Baseline Laboratory Testing for Isotretinoin (Accutane)
Before starting isotretinoin, obtain pregnancy testing (for patients with pregnancy potential), liver function tests (ALT/AST), and a fasting lipid panel (triglycerides and cholesterol); complete blood count monitoring is not recommended. 1, 2
Required Baseline Tests
Pregnancy Testing (Patients with Pregnancy Potential)
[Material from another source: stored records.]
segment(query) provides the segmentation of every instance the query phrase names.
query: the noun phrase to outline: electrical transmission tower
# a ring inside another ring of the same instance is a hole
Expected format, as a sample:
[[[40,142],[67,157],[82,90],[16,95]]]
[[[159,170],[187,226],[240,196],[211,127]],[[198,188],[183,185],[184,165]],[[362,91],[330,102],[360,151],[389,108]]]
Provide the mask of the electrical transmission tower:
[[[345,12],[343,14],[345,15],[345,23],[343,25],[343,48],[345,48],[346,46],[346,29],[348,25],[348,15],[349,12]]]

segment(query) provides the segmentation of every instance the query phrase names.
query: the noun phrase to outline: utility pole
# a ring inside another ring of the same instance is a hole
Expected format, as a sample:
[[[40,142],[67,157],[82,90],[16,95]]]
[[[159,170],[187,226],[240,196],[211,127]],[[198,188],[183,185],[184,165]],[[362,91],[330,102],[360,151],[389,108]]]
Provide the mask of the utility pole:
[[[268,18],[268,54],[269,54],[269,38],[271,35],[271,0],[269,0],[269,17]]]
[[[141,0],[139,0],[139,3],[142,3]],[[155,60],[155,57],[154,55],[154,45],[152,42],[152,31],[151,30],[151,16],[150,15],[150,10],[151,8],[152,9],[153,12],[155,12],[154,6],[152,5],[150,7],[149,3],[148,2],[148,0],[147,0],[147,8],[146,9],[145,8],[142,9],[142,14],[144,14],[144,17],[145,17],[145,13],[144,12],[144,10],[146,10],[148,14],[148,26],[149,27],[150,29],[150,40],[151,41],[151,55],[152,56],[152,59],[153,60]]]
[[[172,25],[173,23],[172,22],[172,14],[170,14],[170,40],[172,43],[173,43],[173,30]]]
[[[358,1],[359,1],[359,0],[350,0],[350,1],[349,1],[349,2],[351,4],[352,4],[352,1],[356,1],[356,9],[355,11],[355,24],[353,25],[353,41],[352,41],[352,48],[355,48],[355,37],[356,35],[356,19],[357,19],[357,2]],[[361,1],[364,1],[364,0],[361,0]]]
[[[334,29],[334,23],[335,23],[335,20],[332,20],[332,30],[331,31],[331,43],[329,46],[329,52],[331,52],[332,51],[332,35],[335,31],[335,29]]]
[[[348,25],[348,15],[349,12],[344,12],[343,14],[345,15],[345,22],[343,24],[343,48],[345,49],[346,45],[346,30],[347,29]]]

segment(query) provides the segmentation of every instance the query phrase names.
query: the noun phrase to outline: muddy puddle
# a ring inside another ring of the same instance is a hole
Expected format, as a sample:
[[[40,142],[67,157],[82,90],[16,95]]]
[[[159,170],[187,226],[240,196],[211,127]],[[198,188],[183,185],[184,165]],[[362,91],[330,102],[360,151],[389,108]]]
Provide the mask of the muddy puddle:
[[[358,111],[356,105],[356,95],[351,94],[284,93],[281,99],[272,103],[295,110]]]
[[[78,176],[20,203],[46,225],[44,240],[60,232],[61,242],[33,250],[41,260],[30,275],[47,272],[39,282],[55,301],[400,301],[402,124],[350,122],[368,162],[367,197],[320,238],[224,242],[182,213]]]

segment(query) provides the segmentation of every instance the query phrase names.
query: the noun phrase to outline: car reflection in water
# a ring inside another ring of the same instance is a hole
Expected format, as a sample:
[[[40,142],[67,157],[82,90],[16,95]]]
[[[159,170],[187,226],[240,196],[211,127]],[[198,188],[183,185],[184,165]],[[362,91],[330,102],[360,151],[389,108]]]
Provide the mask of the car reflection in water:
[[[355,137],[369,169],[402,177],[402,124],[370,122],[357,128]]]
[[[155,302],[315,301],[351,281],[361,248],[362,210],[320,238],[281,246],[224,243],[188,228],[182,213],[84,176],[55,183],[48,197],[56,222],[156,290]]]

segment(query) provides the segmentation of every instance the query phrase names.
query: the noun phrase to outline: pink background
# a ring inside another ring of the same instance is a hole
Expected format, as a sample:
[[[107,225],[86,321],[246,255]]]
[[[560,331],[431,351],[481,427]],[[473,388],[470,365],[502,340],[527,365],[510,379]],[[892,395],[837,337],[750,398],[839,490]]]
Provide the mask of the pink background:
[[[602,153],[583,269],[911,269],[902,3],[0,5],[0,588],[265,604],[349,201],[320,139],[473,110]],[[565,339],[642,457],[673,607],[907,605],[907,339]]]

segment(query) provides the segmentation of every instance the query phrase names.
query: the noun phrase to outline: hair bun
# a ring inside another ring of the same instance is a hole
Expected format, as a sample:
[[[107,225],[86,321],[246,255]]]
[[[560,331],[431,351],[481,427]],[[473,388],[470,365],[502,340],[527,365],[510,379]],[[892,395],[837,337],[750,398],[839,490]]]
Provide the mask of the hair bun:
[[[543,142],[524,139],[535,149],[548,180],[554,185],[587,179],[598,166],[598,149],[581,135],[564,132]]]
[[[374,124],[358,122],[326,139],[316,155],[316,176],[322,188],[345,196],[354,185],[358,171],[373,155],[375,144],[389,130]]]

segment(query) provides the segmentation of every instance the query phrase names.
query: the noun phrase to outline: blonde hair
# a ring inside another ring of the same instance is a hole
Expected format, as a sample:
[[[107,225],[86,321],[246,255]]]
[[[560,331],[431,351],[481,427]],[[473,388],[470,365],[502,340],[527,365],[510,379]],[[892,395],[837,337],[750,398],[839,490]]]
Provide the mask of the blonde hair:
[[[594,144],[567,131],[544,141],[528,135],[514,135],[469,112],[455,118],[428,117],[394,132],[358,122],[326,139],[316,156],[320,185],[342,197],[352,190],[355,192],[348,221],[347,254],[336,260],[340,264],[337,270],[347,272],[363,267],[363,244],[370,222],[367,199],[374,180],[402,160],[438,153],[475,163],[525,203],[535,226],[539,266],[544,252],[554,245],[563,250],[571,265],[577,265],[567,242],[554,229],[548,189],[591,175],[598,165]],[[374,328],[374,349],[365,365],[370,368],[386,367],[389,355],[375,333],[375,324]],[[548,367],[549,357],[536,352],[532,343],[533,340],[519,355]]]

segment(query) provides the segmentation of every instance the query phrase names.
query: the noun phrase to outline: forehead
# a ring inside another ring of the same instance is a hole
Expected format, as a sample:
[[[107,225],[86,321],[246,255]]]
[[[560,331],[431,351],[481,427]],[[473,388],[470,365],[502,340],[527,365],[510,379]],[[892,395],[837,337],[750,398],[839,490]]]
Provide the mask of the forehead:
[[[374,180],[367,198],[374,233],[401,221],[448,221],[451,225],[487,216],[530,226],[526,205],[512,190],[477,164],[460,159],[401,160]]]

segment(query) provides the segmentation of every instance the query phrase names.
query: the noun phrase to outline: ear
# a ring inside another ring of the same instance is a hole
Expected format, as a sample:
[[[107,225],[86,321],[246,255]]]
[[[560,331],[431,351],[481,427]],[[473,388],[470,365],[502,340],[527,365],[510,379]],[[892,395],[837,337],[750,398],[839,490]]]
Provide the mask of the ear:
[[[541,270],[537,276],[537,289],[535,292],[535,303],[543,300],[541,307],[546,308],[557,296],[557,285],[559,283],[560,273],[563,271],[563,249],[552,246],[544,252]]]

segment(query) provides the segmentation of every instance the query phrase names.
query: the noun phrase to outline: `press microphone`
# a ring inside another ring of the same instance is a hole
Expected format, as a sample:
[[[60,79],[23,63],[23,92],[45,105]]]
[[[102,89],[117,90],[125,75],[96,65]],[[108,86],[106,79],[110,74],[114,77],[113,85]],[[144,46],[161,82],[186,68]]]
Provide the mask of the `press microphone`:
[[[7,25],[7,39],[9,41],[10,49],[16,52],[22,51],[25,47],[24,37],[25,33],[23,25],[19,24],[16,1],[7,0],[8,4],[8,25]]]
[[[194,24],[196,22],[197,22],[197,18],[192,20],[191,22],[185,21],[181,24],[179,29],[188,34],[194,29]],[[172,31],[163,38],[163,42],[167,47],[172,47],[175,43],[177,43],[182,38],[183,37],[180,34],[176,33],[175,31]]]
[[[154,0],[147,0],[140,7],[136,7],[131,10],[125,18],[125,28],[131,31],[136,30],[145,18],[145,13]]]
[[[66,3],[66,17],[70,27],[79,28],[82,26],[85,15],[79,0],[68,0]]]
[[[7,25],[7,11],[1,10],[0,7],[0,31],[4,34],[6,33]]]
- Two negative pregnancy tests are mandatory before the first prescription, with sensitivity of at least 25 mIU/mL 2
- The first test is a screening test obtained when deciding to pursue isotretinoin 2
- The second test must be performed in a CLIA-certified laboratory, with at least 19 days between the two tests 2
- For patients with regular menstrual cycles: perform the second test during the first 5 days of the menstrual period immediately before starting therapy, after using 2 forms of contraception for 1 month 2
- For patients with amenorrhea or irregular cycles: perform the second test immediately before starting therapy, after using 2 forms of contraception for 1 month 2
Liver Function Tests
- Obtain ALT and AST at baseline 3, 1, 4
- The American Academy of Dermatology recommends checking liver enzymes before initiation 3
- Abnormal liver function tests occur in only 0.8%-10.4% of patients, with only 0.9%-4.7% requiring drug discontinuation 3, 1
Lipid Panel
- Obtain fasting triglycerides and cholesterol at baseline 3, 1, 2
- Patients should fast and avoid alcohol for at least 36 hours before testing 2
- Triglyceride abnormalities occur in 7.1%-39% of patients, substantially higher than liver enzyme elevations 3, 1
- Cholesterol abnormalities occur in 6.8%-27.2% of patients 1
Tests NOT Recommended at Baseline
Complete Blood Count
- The American Academy of Dermatology explicitly does not recommend CBC monitoring during isotretinoin treatment 1
- Abnormal platelet levels occur in only 1.2%-2.9% of patients 1
- Mild anemia occurs in only 0.4% of patients 1
- White blood cell abnormalities (7.0%-10.8%) are clinically insignificant 1
- Expert consensus confirms routine CBC monitoring is unnecessary 5, 4, 6
Other Unnecessary Tests
- Do not check gamma-glutamyl transferase, bilirubin, albumin, total protein, LDL, HDL, or C-reactive protein 5
- Do not check basic metabolic panel parameters 5
Follow-Up Monitoring Schedule
Standard Monitoring (Low-Risk Patients)
- Recheck liver enzymes and lipids at 2 months (at peak dose), then only as clinically indicated 3, 4
- The American Academy of Dermatology recommends a single follow-up at 2 months once treatment dose is established 3
- Monthly monitoring is explicitly unwarranted in low-risk patients 3
- Monthly pregnancy testing is required throughout therapy for patients with pregnancy potential 2
High-Risk Patients Requiring More Frequent Monitoring
- Check liver enzymes and lipids every 2-4 weeks initially, then every 3 months for patients with: 3
- Pre-existing liver disease
- Concurrent hepatotoxic medications
- History of excess alcohol intake
- Obesity or diabetes (increased risk of hypertriglyceridemia and fatty liver)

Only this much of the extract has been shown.